As often happens with quickly and widely adopted innovations, the very factors that make them successes can create unforeseen problems that threaten to overwhelm them. Witness the incredible volume of data the IoT creates even in these early days.
Fortunately, the solution to this data explosion — “edge” processing — promises to also multiply the IoT’s benefits.
That volume of data generated by sensors and other IoT devices is objectively overwhelming. T0 pick only one example, a typical smart factory will create about 1 petabyte of data daily. Experts predict that by 2025, the total of data generated by the IoT in all its manifestations will exceed 175 zettabytes: 10 times the 2016 levels.
Understandably, such volume overwhelms the conventional data processing infrastructure, especially the combination of the cloud, data transmission, and central data processing. Even worse, perhaps the IoT’s most important advantage, the ability to apply data almost instantly in order to fine-tune things’ operations, is diminished if the real-time data must be relayed to the cloud, analyzed, then returned to the collection point to finally trigger action.
As a result, there’s a growing trend toward IoT data analysis at “the edge”; i.e., at or near the point of collection.
What exactly is the edge? According to the new Data at the Edge report from a coalition of edge computing companies, it is where “real-time decision-making untethered from cloud computing’s latency takes place [my emphasis].” That’s critical, because it’s the ability for near-real time analysis followed immediately by implementation that differentiates the IoT from past practices, which had to rely on spotty, historical data and centralized, delayed analysis and implementation. (Of course, the report’s findings should be viewed with some skepticism because of the sponsors’ edge advocacy, But, of all the material I’ve read over the past few years about the emergence of edge technology, it’s the best pocket guide to edge strategy, so ignore it at your own risk.)

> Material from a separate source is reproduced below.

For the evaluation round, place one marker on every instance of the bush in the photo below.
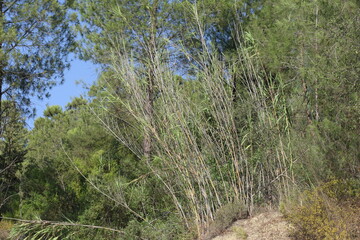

Let’s clarify from the beginning: the edge and the cloud are not mutually exclusive. In fact, as Data at the Edge states, “it will be cloud with edge.” However, just apply a common-sense test: the capacity simply doesn’t exist at present to gather huge volumes of data on sensors in remote locations such as wind turbines and deep-sea drilling platforms, transmit the entire collection to the cloud, process it centrally, and then return the results to the edge. That will become even more the case in the near future, with developments such as autonomous vehicles, where reducing latency and rapid adjustment based on data is a matter of life-or-death.
Processing at the edge isn’t as simple as scaling down the cloud and locating mini-clouds
randomly. For example, much of the data is gathered in isolated locations on pipelines or planes, where it’s hard for maintenance workers to adjust the sensors and/or processing equipment, and, worst of all, in some highly sensitive operations such as critical infrastructure, they may be tampered with. Thus, the design must be hardened, self-healing, and secure.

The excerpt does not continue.